Has the Mobile Wallet slipped through telco fingers (or was it always a non-starter)

Source: Juniper Research
- Oops, the telcos have dropped their mobile wallet
- Picked up by Google, Apple, Samsung, Paypal, Alipay and WeChat
- They won't be giving it back
Not too long ago - say about five years - the mobile wallet concept was being presented as telco territory. Telcos, we were told, had the networks, they controlled the ‘handsets’ and above all they had earned ‘consumer trust’. This wasn’t an area like download app stores. People understood that a highly secure network along with staid and steady governance had to stand behind an application like Mobile Wallet (subtext: who would trust a company like Google with their money?).
Well, as it turns out, quite a few. UK-based Juniper Research has just published a white paper (available for download upon registration) that charts the Mobile Wallet take-off that’s actually ocurred over the past couple of years. Guess what? Apple, Samsung and Google are all now poised to figure highly. Telcos, not so much.
Juniper found that global spend using mobile wallets is now galloping on, rising by nearly 32 per cent this year to $1.35 trillion and it’s all being driven from Asia by online players such as Alipay and WeChat, with the likes of Apple and Paypal poised to make major inroads in other developed markets.
So what happened?
According to the report author, Dr Windsor Holden, it’s the old ‘A’ word striking again - Agility. Or rather the lack of it. He says that network operators are sticking to offline payments based on NFC SIM cards using a technique called Host Card Emulation (HCE) which permits a phone to perform card emulation on a Near Field Communication (NFC)-enabled device without relying on access to a secure element across the network.

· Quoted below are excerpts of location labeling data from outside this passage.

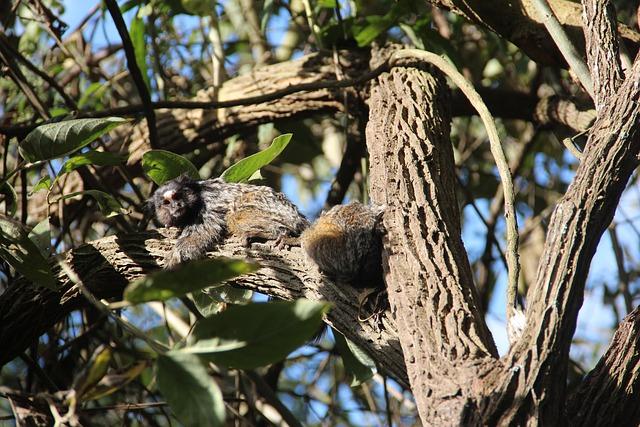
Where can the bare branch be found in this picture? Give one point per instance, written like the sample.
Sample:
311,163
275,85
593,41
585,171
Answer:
608,394
603,53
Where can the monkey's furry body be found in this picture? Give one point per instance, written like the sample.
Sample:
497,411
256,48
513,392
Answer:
207,211
346,244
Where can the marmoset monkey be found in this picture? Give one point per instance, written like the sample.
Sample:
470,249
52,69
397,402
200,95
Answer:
207,211
346,244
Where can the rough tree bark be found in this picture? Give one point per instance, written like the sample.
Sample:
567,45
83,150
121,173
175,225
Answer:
435,327
107,265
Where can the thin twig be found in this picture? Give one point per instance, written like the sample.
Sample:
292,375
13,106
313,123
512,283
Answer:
103,308
136,74
499,156
69,102
565,45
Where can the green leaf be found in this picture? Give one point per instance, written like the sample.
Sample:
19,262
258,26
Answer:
376,25
356,362
192,394
242,171
136,31
113,382
188,277
230,295
206,305
43,184
10,198
248,336
108,205
54,140
40,235
98,158
96,88
22,254
162,166
212,300
95,369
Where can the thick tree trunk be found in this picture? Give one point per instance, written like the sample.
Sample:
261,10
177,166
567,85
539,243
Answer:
451,362
427,272
107,265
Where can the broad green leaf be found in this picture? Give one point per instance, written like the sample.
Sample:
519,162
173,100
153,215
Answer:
376,25
43,184
191,393
188,277
94,371
10,198
40,235
98,158
108,205
206,305
54,140
242,171
162,166
356,362
248,336
113,382
22,254
136,31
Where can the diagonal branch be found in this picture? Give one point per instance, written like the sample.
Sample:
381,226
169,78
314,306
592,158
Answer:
535,386
608,394
427,272
603,54
134,69
108,264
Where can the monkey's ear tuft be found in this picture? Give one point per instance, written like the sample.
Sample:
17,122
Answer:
183,178
149,207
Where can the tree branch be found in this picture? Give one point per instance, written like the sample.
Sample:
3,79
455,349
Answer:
427,272
608,394
107,265
603,53
534,385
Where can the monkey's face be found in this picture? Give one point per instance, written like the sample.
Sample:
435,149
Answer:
176,204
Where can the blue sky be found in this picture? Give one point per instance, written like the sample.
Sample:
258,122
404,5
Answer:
594,322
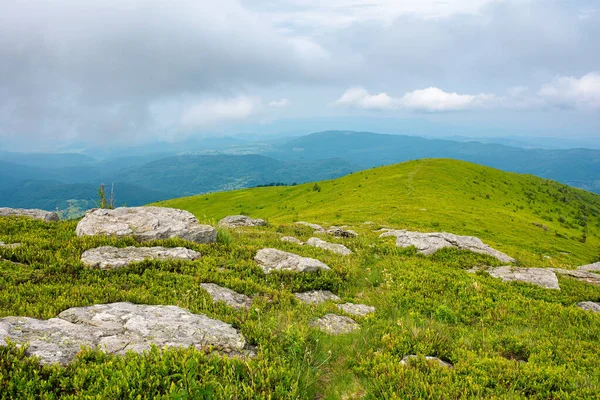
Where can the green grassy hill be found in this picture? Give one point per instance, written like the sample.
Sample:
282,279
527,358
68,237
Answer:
505,340
523,215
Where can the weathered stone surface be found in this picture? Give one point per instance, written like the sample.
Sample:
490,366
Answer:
235,221
580,275
276,260
316,227
117,328
341,232
145,223
316,296
356,309
291,239
334,324
31,213
434,360
108,257
333,247
429,243
589,306
590,267
544,277
228,296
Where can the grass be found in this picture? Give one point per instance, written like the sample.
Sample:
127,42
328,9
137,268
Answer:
506,340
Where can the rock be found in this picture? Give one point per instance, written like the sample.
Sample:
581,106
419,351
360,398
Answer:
543,277
340,232
117,328
228,296
429,243
46,216
316,227
145,223
235,221
407,360
333,247
580,275
590,267
589,306
316,297
356,309
334,324
108,257
276,260
291,239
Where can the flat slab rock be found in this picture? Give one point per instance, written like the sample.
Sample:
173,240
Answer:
117,328
276,260
31,213
429,243
341,232
333,247
334,324
109,257
544,277
434,360
228,296
145,223
316,227
316,297
356,309
236,221
589,306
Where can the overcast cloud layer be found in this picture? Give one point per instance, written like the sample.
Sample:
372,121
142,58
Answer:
132,70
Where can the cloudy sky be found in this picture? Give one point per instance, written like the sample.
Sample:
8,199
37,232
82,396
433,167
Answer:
128,71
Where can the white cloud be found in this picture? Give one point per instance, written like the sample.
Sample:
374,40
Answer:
358,97
281,103
571,92
213,112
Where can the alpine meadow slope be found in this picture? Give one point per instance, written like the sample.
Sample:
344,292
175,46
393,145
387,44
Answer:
494,339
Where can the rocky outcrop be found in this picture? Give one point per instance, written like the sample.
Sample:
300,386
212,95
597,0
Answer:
429,243
334,324
333,247
589,306
291,239
228,296
543,277
432,360
356,309
117,328
108,257
145,223
316,297
316,227
590,267
276,260
341,232
46,216
236,221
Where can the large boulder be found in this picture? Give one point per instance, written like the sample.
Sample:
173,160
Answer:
333,247
117,328
316,297
543,277
429,243
276,260
228,296
334,324
235,221
145,223
108,257
46,216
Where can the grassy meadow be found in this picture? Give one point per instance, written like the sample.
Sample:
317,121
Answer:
505,340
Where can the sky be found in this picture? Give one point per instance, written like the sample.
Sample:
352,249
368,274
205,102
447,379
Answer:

The agile competitors, on the other hand, have got the jump by deploying integrated HCE wallets that also enable online usage. The ability of players like PayPal and Apple to offer wallets which can be used both instore and online means that wallets are fast becoming the default payment mechanism in other markets. Outside emerging markets, then, the remaining mobile network operator wallet ventures are unlikely to gain traction, claims Windsor.